I'm with you. Blogging is definitely safer than housework. I nearly broke a nail while dusting last month, I mean, really, it's just not worth the risk. Flick x

Bollinger Byrd said...

So reassuring to know that others have cowebs that decorate their wall and ceilings, thought I was alone in this new found decorative art.
I found staying up playing wii till 5am and then crashing on the sofa almost as good as blogging, only for 17 yr old to want to know what time i thought I'd come home....
bbx

Mean Mom said...

blogthatmama - The idea of wearing incontinence pants is becoming strangely attractive to me, as I get older!!


dusty spider - What a frightful experience!

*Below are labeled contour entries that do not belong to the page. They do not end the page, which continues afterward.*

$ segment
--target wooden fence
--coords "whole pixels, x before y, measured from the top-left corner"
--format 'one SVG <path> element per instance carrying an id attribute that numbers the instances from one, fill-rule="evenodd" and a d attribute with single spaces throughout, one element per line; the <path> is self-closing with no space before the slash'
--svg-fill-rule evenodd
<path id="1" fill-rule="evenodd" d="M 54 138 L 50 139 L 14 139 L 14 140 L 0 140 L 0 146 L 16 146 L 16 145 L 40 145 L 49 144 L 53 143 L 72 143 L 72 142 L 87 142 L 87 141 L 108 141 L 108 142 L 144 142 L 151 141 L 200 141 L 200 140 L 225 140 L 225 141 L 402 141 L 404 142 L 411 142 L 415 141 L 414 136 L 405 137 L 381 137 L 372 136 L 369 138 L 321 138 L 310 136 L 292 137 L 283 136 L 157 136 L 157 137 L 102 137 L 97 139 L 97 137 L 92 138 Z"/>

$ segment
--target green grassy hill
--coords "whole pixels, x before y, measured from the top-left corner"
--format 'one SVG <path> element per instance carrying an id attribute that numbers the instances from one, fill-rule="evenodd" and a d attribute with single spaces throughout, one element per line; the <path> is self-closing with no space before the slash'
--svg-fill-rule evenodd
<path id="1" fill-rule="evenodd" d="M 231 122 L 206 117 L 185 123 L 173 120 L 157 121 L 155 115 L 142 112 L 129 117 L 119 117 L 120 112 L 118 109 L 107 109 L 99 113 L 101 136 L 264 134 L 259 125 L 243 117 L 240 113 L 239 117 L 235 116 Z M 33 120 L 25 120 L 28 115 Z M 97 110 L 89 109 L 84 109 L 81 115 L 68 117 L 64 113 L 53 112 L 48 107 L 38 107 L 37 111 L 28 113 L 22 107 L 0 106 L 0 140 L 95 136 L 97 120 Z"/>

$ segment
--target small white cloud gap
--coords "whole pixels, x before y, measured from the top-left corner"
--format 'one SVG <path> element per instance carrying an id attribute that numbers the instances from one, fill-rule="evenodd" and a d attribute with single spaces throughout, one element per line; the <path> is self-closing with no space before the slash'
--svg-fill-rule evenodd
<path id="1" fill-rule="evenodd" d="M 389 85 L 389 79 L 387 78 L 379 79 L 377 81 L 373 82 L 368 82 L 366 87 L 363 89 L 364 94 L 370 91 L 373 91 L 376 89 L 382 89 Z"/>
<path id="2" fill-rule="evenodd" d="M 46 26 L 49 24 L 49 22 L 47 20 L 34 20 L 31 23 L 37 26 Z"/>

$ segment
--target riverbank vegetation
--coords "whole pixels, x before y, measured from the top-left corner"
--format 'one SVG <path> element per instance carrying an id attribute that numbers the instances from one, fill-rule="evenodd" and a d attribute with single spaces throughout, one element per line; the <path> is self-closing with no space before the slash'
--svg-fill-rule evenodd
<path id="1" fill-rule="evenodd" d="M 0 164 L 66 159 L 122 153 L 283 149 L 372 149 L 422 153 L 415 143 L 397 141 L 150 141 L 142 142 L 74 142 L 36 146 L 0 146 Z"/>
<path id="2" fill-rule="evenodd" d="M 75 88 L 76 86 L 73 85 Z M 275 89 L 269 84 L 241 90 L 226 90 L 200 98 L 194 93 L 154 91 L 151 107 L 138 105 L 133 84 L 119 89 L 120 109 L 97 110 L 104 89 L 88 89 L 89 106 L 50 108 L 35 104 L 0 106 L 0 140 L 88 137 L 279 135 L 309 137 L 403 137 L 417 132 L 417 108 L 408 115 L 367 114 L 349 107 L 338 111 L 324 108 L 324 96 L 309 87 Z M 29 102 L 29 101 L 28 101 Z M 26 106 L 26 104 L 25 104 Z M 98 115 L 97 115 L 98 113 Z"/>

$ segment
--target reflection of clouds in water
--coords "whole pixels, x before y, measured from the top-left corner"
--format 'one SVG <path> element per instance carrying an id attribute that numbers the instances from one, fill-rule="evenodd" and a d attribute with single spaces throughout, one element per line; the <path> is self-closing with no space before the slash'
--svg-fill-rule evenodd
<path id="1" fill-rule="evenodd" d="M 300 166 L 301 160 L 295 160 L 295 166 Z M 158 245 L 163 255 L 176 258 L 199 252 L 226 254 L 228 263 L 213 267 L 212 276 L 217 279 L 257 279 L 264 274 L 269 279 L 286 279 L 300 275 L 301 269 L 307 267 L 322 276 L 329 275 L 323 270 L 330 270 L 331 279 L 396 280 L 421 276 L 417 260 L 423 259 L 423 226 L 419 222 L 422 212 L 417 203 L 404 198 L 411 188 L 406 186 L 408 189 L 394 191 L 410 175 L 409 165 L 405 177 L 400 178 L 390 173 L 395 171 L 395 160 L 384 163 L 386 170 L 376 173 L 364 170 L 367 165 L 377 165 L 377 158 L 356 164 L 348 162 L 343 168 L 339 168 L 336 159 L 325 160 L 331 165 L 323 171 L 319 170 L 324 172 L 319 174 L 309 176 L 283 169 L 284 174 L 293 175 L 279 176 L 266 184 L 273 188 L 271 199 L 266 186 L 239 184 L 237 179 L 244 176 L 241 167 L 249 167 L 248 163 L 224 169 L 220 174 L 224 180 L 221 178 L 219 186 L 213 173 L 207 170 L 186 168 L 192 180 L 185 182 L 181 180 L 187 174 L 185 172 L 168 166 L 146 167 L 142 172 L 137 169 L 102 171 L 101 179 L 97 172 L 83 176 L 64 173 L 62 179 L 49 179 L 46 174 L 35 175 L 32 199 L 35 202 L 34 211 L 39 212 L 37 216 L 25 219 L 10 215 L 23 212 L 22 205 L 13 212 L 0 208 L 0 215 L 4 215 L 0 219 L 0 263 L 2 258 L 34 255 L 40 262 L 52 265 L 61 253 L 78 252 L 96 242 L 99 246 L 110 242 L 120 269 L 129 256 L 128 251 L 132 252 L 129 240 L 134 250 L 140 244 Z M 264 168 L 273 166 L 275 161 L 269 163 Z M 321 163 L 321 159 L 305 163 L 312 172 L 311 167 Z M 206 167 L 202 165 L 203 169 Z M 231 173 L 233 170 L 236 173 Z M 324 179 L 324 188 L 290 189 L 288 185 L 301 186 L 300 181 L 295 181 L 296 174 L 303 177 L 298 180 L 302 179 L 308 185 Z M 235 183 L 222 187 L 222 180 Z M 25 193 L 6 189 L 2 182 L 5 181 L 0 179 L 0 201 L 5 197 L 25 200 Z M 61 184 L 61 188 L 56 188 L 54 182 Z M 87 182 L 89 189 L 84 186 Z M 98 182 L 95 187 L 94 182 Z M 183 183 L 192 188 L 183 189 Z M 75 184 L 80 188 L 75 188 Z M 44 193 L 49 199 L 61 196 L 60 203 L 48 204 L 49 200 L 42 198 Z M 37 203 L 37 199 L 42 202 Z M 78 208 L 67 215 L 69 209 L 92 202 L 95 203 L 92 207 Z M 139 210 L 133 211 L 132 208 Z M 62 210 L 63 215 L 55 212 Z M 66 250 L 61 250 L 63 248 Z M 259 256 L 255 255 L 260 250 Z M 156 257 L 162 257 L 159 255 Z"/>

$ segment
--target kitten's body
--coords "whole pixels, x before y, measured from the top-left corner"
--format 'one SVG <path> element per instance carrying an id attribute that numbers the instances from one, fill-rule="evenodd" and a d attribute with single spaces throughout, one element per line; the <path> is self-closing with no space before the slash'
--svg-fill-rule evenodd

I do hope that you took to your bed, for an hour or 2, whilst you recovered!


bollinger byrd - Cobwebs! It's always a mistake to look up, isn't it? We need to develop tunnel vision, like men.

It's probably just as well that we don't have a wii, then. I thought from the tv adverts that it looked quite addictive. I do have a birthday coming up though .....

Jules said...

Darn. No gardeners applied. You sure?

And I noticed that everyone was ever so polite when you talked about number 1 son's tattoo..... when you said "DON'T GO THERE". In my old age however, i have following-directions issues. So..... I'm blindly stumbling up the treacherous path and here I am.

A Tattoo! I bet it says "I LOVE my mum" or "My mum has many jobs open. Call for details." I think that you need to check into this.

Mean Mom said...

jules - You're right. Everyone has been polite about son's tattoo. I hadn't noticed. The tattoo on his upper arm is supposed to represent animal skin. It's a zebra type pattern. His skin forms the background and the stripes are tattooed in black. The polo shirts he wears for work, as part of his uniform, just about cover it. They are not allowed to have large tatoos on display. ON THE INSIDES OF HIS ARMS, HOWEVER, HE HAS THE WORDS LEFT AND RIGHT TATTOOED IN CHINESE!! I DESPAIR!!